As usual in navground, we may prefer to confugure the scenario from YAML, like for the following experiment, where we alternate runs with one agent controlled by Dummy, one by the policy learned by BC and one by the policy learned by SAC.

[24]:
experiment = sim.load_experiment("""
steps: 20
time_step: 0.1
record_efficacy: true
runs: 3000
scenario:
  bounding_box:
    min_x: -1
    max_x: 5
    min_y: -1
    max_y: 1
  groups:
    -
      type: thymio
      number:
        sampler: sequence
        values: [1, 0, 0]
        once: true
      radius: 0.5
      control_period: 0.1
      color: blue
      kinematics:
        type: 2WDiff
        wheel_axis: 1
        max_speed: 1
      color: blue
      behavior:
        type: Dummy
      task:
        type: Direction
        direction: [1, 0]
      orientation:
        sampler: uniform
        from: 0
        to: 6.28
    -
      type: thymio
      number:
        sampler: sequence
        values: [0, 1, 0]
        once: true
      radius: 0.5
      control_period: 0.1
      color: blue
      kinematics:
        type: 2WDiff
        wheel_axis: 1
        max_speed: 1
      color: blue
      behavior:
        type: Policy
        policy_path: BC/policy.onnx
        include_target_direction: true
        flat: true
      task:
        type: Direction
        direction: [1, 0]
      orientation:
        sampler: uniform
        from: 0
        to: 6.28
    -
      type: thymio
      number:
        sampler: sequence
        values: [0, 0, 1]
        once: true
      radius: 0.5
      control_period: 0.1
      color: blue
      kinematics:
        type: 2WDiff
        wheel_axis: 1
        max_speed: 1
      color: blue
      behavior:
        type: Policy
        policy_path: SAC/policy.onnx
        include_target_direction: true
        flat: true
      task:
        type: Direction
        direction: [1, 0]
      orientation:
        sampler: uniform
        from: 0
        to: 6.28
""")

experiment.run()
[25]:
experiment.duration
[25]:
datetime.timedelta(seconds=2, microseconds=104335)
[26]:
efficacy = np.stack([run.efficacy for run in experiment.runs.values()], axis=0)

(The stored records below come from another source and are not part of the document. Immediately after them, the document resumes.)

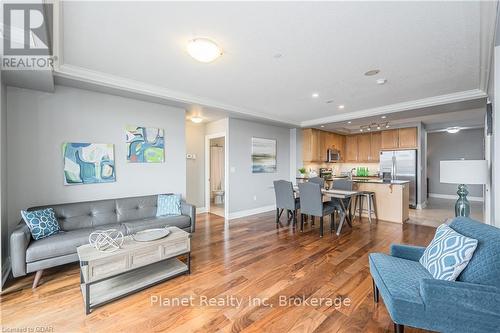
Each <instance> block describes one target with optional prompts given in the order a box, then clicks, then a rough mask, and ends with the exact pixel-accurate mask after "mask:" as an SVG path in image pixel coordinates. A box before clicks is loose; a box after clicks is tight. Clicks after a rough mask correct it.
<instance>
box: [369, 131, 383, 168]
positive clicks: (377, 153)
mask: <svg viewBox="0 0 500 333" xmlns="http://www.w3.org/2000/svg"><path fill="white" fill-rule="evenodd" d="M381 144H382V133H381V132H377V133H372V137H371V145H370V162H379V161H380V147H381Z"/></svg>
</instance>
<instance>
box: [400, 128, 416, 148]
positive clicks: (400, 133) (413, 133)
mask: <svg viewBox="0 0 500 333" xmlns="http://www.w3.org/2000/svg"><path fill="white" fill-rule="evenodd" d="M417 146H418V143H417V128H416V127H410V128H400V129H399V148H416V147H417Z"/></svg>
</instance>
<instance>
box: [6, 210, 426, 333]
mask: <svg viewBox="0 0 500 333" xmlns="http://www.w3.org/2000/svg"><path fill="white" fill-rule="evenodd" d="M282 220H283V222H285V221H284V220H285V219H284V215H283V217H282ZM318 224H319V223H316V225H315V226H313V227H312V229H311V226H310V225H309V224H307V226H306V227H305V230H304V233H300V232H299V231H298V229H297V230H296V231H295V230H293V229H292V228H291V227H287V226H286V224H285V225H284V226H283V227H281V228H279V229H278V230H277V229H276V227H275V223H274V212H270V213H265V214H260V215H254V216H251V217H247V218H242V219H238V220H232V221H231V222H230V224H229V225H227V224H225V223H224V220H223V219H222V218H221V217H218V216H216V215H212V214H200V215H199V216H198V221H197V229H196V232H195V233H194V235H193V239H192V273H191V275H189V276H181V277H178V278H176V279H174V280H171V281H168V282H165V283H162V284H160V285H157V286H154V287H151V288H149V289H146V290H144V291H141V292H139V293H137V294H133V295H131V296H128V297H126V298H123V299H121V300H118V301H115V302H113V303H110V304H108V305H105V306H103V307H100V308H97V309H96V310H94V312H92V313H91V314H90V315H88V316H86V315H85V313H84V306H83V300H82V295H81V292H80V288H79V270H78V265H77V264H71V265H66V266H62V267H58V268H54V269H51V270H47V271H46V272H44V276H43V277H42V280H41V285H40V286H39V287H38V288H37V289H35V290H32V289H31V284H32V282H33V275H32V274H31V275H29V276H27V277H24V278H21V279H17V280H14V281H10V282H7V288H6V290H5V291H4V293H3V294H2V296H1V298H0V309H1V324H2V328H3V330H4V331H5V330H6V329H14V328H17V329H21V328H28V327H32V328H37V327H38V328H48V329H49V330H45V331H44V332H148V331H152V332H161V331H164V332H242V331H244V332H275V333H276V332H316V333H320V332H392V329H393V326H392V322H391V319H390V317H389V315H388V313H387V311H386V309H385V307H384V305H383V302H382V301H381V302H380V303H379V304H377V305H376V304H374V303H373V295H372V289H371V277H370V273H369V268H368V254H369V253H370V252H377V251H382V252H388V250H389V245H390V244H391V243H409V244H417V245H426V244H427V243H428V242H429V241H430V240H431V239H432V236H433V234H434V229H433V228H431V227H426V226H420V225H413V224H406V225H404V226H401V225H398V224H393V223H386V222H379V223H374V224H373V225H372V226H370V225H369V224H368V222H363V223H359V222H358V221H356V222H355V223H354V227H353V229H352V230H351V229H350V228H349V227H348V226H346V227H345V228H344V229H343V232H342V234H341V236H340V237H337V236H335V235H334V234H332V235H331V234H330V233H329V232H327V230H329V229H328V228H326V227H325V236H324V237H323V238H320V237H319V232H318ZM327 225H329V220H328V219H327V220H326V223H325V226H327ZM190 296H192V299H193V306H167V305H166V304H165V302H166V301H170V302H173V301H174V300H175V299H177V300H179V298H181V297H183V299H185V300H188V297H190ZM231 296H232V297H233V298H234V299H233V301H234V302H236V301H241V302H242V304H241V305H240V306H238V304H236V303H234V304H227V303H226V304H225V305H220V306H208V305H206V304H200V303H201V302H202V298H203V297H208V298H211V297H213V298H214V299H216V300H224V299H226V297H231ZM249 297H251V299H249ZM159 298H162V302H160V301H159ZM320 298H323V299H324V301H323V302H322V303H321V304H311V303H308V302H310V301H311V300H312V299H316V300H318V302H319V300H320ZM304 299H305V301H303V302H302V303H300V300H304ZM227 300H230V299H227ZM255 300H260V301H261V302H264V301H265V303H264V304H258V302H257V301H255ZM280 300H282V301H283V302H282V303H280ZM325 300H330V301H333V300H335V302H338V301H339V300H340V301H341V302H347V300H349V301H350V304H349V305H348V306H346V304H347V303H342V304H341V305H343V306H335V305H338V304H337V303H336V304H335V305H334V306H331V305H332V304H328V303H327V301H325ZM250 301H251V302H250ZM285 301H287V302H291V303H294V302H296V303H295V304H292V305H290V306H284V303H285ZM252 302H253V303H252ZM161 303H163V304H164V305H165V306H160V305H159V304H161ZM38 331H41V330H38ZM405 331H406V332H407V333H408V332H422V331H420V330H416V329H410V328H407V330H405Z"/></svg>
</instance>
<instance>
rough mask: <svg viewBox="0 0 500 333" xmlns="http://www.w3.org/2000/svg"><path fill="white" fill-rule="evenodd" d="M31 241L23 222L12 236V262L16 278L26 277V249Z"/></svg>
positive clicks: (17, 227) (11, 250) (14, 275)
mask: <svg viewBox="0 0 500 333" xmlns="http://www.w3.org/2000/svg"><path fill="white" fill-rule="evenodd" d="M30 241H31V232H30V229H29V228H28V226H27V225H26V224H25V223H24V222H21V223H19V225H18V226H17V227H16V229H14V231H13V232H12V234H11V235H10V261H11V265H12V275H14V277H18V276H23V275H26V249H27V248H28V245H29V243H30Z"/></svg>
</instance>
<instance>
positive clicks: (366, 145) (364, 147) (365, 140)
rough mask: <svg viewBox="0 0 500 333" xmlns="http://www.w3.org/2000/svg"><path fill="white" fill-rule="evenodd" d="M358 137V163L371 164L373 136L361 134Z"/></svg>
mask: <svg viewBox="0 0 500 333" xmlns="http://www.w3.org/2000/svg"><path fill="white" fill-rule="evenodd" d="M357 137H358V162H370V154H371V145H370V141H371V134H370V133H368V134H360V135H358V136H357Z"/></svg>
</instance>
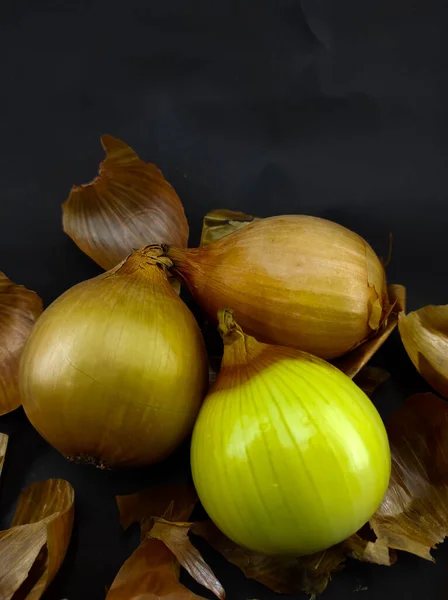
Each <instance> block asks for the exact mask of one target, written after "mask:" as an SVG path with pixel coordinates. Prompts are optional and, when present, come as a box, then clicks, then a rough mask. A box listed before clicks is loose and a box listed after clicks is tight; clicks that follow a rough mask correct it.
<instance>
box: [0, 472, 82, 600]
mask: <svg viewBox="0 0 448 600" xmlns="http://www.w3.org/2000/svg"><path fill="white" fill-rule="evenodd" d="M73 515H74V492H73V488H72V486H71V485H70V484H69V483H68V482H67V481H64V480H62V479H50V480H48V481H44V482H41V483H34V484H32V485H30V486H29V487H28V488H26V490H24V491H23V492H22V494H21V495H20V498H19V503H18V506H17V509H16V513H15V516H14V519H13V522H12V525H11V528H10V529H8V530H6V531H1V532H0V590H1V598H2V600H9V599H13V600H15V598H16V597H17V598H19V597H20V598H21V599H26V600H38V598H40V597H41V596H42V594H43V593H44V592H45V590H46V589H47V587H48V586H49V585H50V583H51V581H52V580H53V578H54V576H55V575H56V573H57V572H58V570H59V567H60V566H61V564H62V561H63V560H64V557H65V554H66V551H67V548H68V544H69V542H70V537H71V533H72V527H73Z"/></svg>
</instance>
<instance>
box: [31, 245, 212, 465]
mask: <svg viewBox="0 0 448 600" xmlns="http://www.w3.org/2000/svg"><path fill="white" fill-rule="evenodd" d="M207 370H208V367H207V356H206V351H205V346H204V342H203V339H202V334H201V332H200V330H199V327H198V325H197V323H196V321H195V319H194V317H193V315H192V314H191V312H190V311H189V309H188V308H187V307H186V305H185V304H184V303H183V302H182V300H180V298H179V297H178V296H177V294H176V293H175V292H174V291H173V289H172V287H171V286H170V285H169V283H168V281H167V274H166V269H165V266H164V259H163V258H161V257H159V256H158V255H157V253H154V252H153V251H152V250H150V249H147V248H145V249H142V250H139V251H137V252H135V253H134V254H132V255H131V256H130V257H129V258H128V259H126V260H125V261H124V262H122V263H121V264H120V265H118V266H117V267H115V268H113V269H112V270H110V271H108V272H106V273H104V274H103V275H100V276H99V277H96V278H94V279H91V280H89V281H86V282H83V283H80V284H79V285H77V286H75V287H73V288H71V289H70V290H68V291H67V292H66V293H65V294H63V295H62V296H61V297H60V298H58V299H57V300H56V301H55V302H54V303H53V304H52V305H51V306H50V307H49V308H47V310H45V311H44V313H43V314H42V316H41V317H40V318H39V320H38V321H37V323H36V325H35V327H34V329H33V330H32V332H31V336H30V338H29V340H28V342H27V345H26V347H25V350H24V354H23V356H22V361H21V372H20V391H21V396H22V402H23V407H24V409H25V412H26V414H27V416H28V418H29V420H30V421H31V423H32V424H33V425H34V426H35V427H36V429H37V430H38V431H39V432H40V433H41V435H42V436H43V437H44V438H45V439H46V440H47V441H48V442H49V443H50V444H52V445H53V446H54V447H55V448H56V449H57V450H59V451H60V452H61V453H62V454H64V455H65V456H67V457H68V458H70V459H72V460H75V461H79V462H85V463H91V464H94V465H96V466H100V467H106V468H114V467H124V466H126V467H130V466H140V465H146V464H151V463H154V462H157V461H159V460H161V459H163V458H165V457H166V456H167V455H168V454H170V453H171V452H172V451H173V450H174V449H175V448H176V447H177V446H178V444H179V443H180V442H181V441H182V440H183V439H184V438H185V437H186V436H187V435H188V434H189V433H190V431H191V429H192V427H193V424H194V421H195V418H196V415H197V412H198V409H199V407H200V404H201V402H202V399H203V396H204V394H205V390H206V385H207Z"/></svg>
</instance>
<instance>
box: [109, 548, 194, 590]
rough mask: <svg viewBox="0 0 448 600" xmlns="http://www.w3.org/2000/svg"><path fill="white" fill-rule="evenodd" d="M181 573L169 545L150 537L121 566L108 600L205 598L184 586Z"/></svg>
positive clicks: (112, 585)
mask: <svg viewBox="0 0 448 600" xmlns="http://www.w3.org/2000/svg"><path fill="white" fill-rule="evenodd" d="M179 574H180V566H179V562H178V561H177V559H176V557H175V556H174V555H173V554H172V552H171V551H170V550H168V548H167V547H166V546H165V544H163V543H162V542H159V541H158V540H153V539H149V538H147V539H145V540H144V541H143V542H142V543H141V544H140V546H139V547H138V548H137V550H136V551H135V552H134V553H133V554H132V556H131V557H130V558H128V560H127V561H126V562H125V563H124V565H123V566H122V567H121V569H120V571H119V572H118V574H117V576H116V577H115V579H114V582H113V583H112V586H111V588H110V589H109V592H108V594H107V596H106V600H163V599H166V600H199V599H200V600H205V599H204V598H203V597H202V596H197V595H196V594H193V592H191V591H190V590H189V589H188V588H186V587H185V586H184V585H182V584H181V583H180V582H179Z"/></svg>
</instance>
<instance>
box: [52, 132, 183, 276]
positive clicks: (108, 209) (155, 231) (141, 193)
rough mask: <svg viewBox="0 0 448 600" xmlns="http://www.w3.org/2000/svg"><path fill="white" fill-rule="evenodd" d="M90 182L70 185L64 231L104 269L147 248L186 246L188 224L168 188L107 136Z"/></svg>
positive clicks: (153, 170)
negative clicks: (69, 193)
mask: <svg viewBox="0 0 448 600" xmlns="http://www.w3.org/2000/svg"><path fill="white" fill-rule="evenodd" d="M101 142H102V144H103V147H104V149H105V151H106V155H107V156H106V159H105V160H104V161H103V162H102V163H101V165H100V168H99V175H98V177H96V178H95V179H94V180H93V181H92V182H91V183H88V184H86V185H77V186H74V187H73V188H72V190H71V192H70V196H69V197H68V200H67V201H66V202H65V204H64V205H63V226H64V231H65V232H66V233H67V234H68V235H69V236H70V237H71V238H72V239H73V241H74V242H75V243H76V244H77V245H78V246H79V247H80V248H81V250H83V251H84V252H85V253H86V254H87V255H88V256H90V257H91V258H93V260H94V261H95V262H97V263H98V264H99V265H100V266H101V267H103V268H104V269H111V268H112V267H114V266H115V265H117V264H118V263H119V262H120V261H121V260H123V259H124V258H126V256H127V255H128V254H129V253H130V252H132V251H133V250H135V249H137V248H141V247H142V246H145V245H147V244H150V243H154V242H157V243H161V242H164V243H167V244H174V245H176V246H181V247H183V246H186V245H187V241H188V223H187V220H186V218H185V213H184V209H183V206H182V203H181V201H180V199H179V197H178V195H177V194H176V192H175V191H174V189H173V187H172V186H171V185H170V184H169V183H168V182H167V181H166V179H165V178H164V177H163V175H162V173H161V172H160V170H159V169H158V168H157V167H156V166H155V165H153V164H150V163H145V162H143V161H142V160H140V158H139V157H138V155H137V154H136V153H135V152H134V150H133V149H132V148H131V147H130V146H128V145H127V144H125V143H124V142H122V141H121V140H118V139H116V138H114V137H112V136H110V135H104V136H103V137H102V138H101Z"/></svg>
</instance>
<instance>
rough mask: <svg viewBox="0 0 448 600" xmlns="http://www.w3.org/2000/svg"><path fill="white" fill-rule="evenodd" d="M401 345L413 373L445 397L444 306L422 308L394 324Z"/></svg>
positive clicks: (447, 374)
mask: <svg viewBox="0 0 448 600" xmlns="http://www.w3.org/2000/svg"><path fill="white" fill-rule="evenodd" d="M398 329H399V331H400V335H401V339H402V341H403V345H404V347H405V348H406V352H407V353H408V355H409V358H410V359H411V360H412V362H413V363H414V366H415V368H416V369H417V371H418V372H419V373H420V375H422V377H424V378H425V379H426V381H427V382H428V383H429V385H430V386H431V387H433V388H434V389H435V390H436V391H437V392H439V394H442V396H445V397H448V305H445V306H425V307H424V308H421V309H420V310H416V311H415V312H411V313H409V314H408V315H405V314H402V315H400V319H399V322H398Z"/></svg>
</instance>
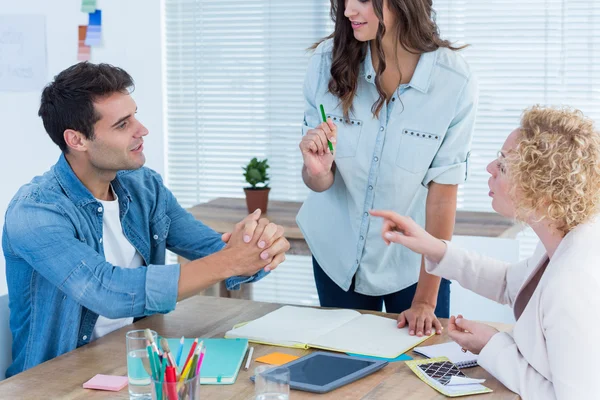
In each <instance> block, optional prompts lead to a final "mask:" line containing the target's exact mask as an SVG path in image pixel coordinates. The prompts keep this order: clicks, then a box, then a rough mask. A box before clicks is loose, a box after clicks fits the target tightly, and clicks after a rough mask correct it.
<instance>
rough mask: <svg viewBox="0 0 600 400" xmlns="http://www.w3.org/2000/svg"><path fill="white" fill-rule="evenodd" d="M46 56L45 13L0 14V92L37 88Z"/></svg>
mask: <svg viewBox="0 0 600 400" xmlns="http://www.w3.org/2000/svg"><path fill="white" fill-rule="evenodd" d="M46 60H47V55H46V19H45V17H44V16H43V15H8V14H0V92H29V91H36V92H37V91H39V90H40V89H41V88H42V87H43V86H44V84H45V83H46V81H47V78H48V77H47V63H46Z"/></svg>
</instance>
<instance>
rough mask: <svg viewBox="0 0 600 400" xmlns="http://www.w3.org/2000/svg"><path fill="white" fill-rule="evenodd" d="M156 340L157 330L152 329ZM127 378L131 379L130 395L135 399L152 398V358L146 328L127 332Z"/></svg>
mask: <svg viewBox="0 0 600 400" xmlns="http://www.w3.org/2000/svg"><path fill="white" fill-rule="evenodd" d="M150 332H151V333H152V337H153V338H154V341H155V342H156V340H157V335H156V332H154V331H150ZM125 337H126V338H127V378H128V379H129V397H130V398H135V399H150V398H151V397H152V389H151V387H150V375H152V369H151V368H150V359H149V358H148V350H147V349H146V346H148V343H147V341H146V336H145V335H144V330H143V329H139V330H135V331H129V332H127V335H125Z"/></svg>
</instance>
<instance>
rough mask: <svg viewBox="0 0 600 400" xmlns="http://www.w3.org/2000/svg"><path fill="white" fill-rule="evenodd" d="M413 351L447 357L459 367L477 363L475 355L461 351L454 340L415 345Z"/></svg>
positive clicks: (426, 354)
mask: <svg viewBox="0 0 600 400" xmlns="http://www.w3.org/2000/svg"><path fill="white" fill-rule="evenodd" d="M413 351H414V352H416V353H419V354H422V355H424V356H425V357H427V358H436V357H448V359H449V360H450V361H452V363H454V364H456V365H458V367H459V368H461V366H462V365H471V364H473V365H474V364H477V355H475V354H473V353H471V352H470V351H467V352H466V353H463V352H462V351H461V350H460V346H459V345H458V344H457V343H456V342H447V343H441V344H434V345H432V346H422V347H415V348H414V349H413Z"/></svg>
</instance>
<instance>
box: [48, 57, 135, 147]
mask: <svg viewBox="0 0 600 400" xmlns="http://www.w3.org/2000/svg"><path fill="white" fill-rule="evenodd" d="M133 87H134V84H133V79H132V78H131V76H130V75H129V74H128V73H127V72H125V70H123V69H121V68H118V67H114V66H112V65H109V64H92V63H88V62H81V63H78V64H75V65H73V66H71V67H69V68H67V69H65V70H64V71H62V72H61V73H59V74H58V75H56V76H55V77H54V82H52V83H50V84H48V85H47V86H46V87H45V88H44V90H43V92H42V101H41V105H40V110H39V112H38V115H39V116H40V117H42V121H43V122H44V128H46V132H48V135H50V138H51V139H52V141H53V142H54V143H56V144H57V145H58V147H60V149H61V150H62V151H63V152H68V149H67V144H66V143H65V139H64V137H63V134H64V132H65V130H67V129H73V130H75V131H78V132H81V133H82V134H83V135H84V136H85V137H86V138H87V139H93V138H94V124H95V123H96V122H98V120H100V118H101V116H100V115H99V114H98V113H97V112H96V111H95V109H94V101H96V100H97V99H99V98H101V97H105V96H109V95H111V94H113V93H116V92H121V93H130V92H131V91H133Z"/></svg>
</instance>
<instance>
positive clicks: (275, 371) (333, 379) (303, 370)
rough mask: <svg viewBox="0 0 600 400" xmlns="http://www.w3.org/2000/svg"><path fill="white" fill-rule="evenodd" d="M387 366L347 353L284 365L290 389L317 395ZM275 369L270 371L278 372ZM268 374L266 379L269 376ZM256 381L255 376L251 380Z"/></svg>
mask: <svg viewBox="0 0 600 400" xmlns="http://www.w3.org/2000/svg"><path fill="white" fill-rule="evenodd" d="M387 364H388V362H387V361H379V360H369V359H364V358H360V357H352V356H347V355H345V354H336V353H326V352H322V351H317V352H314V353H311V354H309V355H307V356H304V357H302V358H299V359H297V360H294V361H292V362H289V363H287V364H284V365H282V367H287V368H289V370H290V388H291V389H297V390H304V391H307V392H314V393H326V392H329V391H331V390H333V389H337V388H338V387H340V386H343V385H346V384H348V383H350V382H354V381H356V380H358V379H360V378H362V377H365V376H367V375H369V374H371V373H373V372H375V371H377V370H379V369H381V368H383V367H385V366H386V365H387ZM277 368H279V367H273V368H272V369H271V370H269V371H273V372H276V371H277ZM269 371H267V372H266V374H267V375H266V376H267V377H268V376H269ZM250 379H251V380H252V381H254V376H252V377H251V378H250Z"/></svg>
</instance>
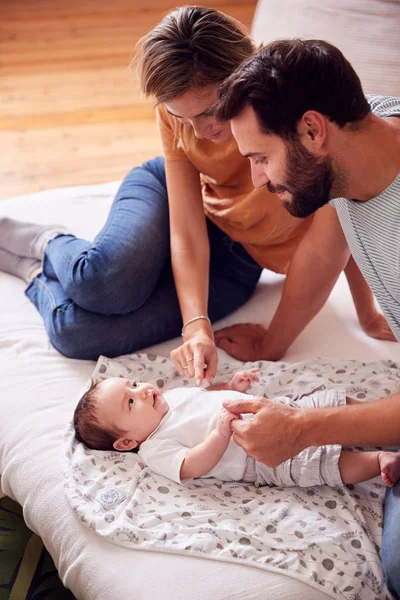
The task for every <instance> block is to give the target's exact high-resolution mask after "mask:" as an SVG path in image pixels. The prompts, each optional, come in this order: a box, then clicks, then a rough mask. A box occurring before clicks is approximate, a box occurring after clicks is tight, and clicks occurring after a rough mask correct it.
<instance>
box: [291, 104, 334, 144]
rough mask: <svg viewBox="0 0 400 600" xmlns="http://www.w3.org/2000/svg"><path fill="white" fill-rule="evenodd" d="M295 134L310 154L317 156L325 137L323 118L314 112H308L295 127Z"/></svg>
mask: <svg viewBox="0 0 400 600" xmlns="http://www.w3.org/2000/svg"><path fill="white" fill-rule="evenodd" d="M297 133H298V135H299V138H300V142H301V143H302V144H303V146H304V147H305V148H306V149H307V150H308V151H309V152H311V154H319V153H320V152H321V150H322V148H323V146H324V144H325V140H326V136H327V127H326V120H325V117H324V116H323V115H322V114H321V113H319V112H318V111H316V110H308V111H307V112H305V113H304V115H303V116H302V117H301V119H300V121H299V124H298V125H297Z"/></svg>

expert_efficacy = efficacy[::3]
bc_efficacy = efficacy[1::3]
sac_efficacy = efficacy[2::3]
[27]:
print(f"Expert: efficacy = {expert_efficacy.mean():.1%} ± {expert_efficacy.std():.1%}")
print(f"BC: efficacy = {bc_efficacy.mean():.1%} ± {bc_efficacy.std():.1%}")
print(f"SAC: efficacy = {sac_efficacy.mean():.1%} ± {sac_efficacy.std():.1%}")
Expert: efficacy = 56.1% ± 39.5%
BC: efficacy = 54.9% ± 39.4%
SAC: efficacy = 54.3% ± 37.4%

which, as expected, are similar to the values sampled earlier in using evalute_policy , yet now computed inside of navground.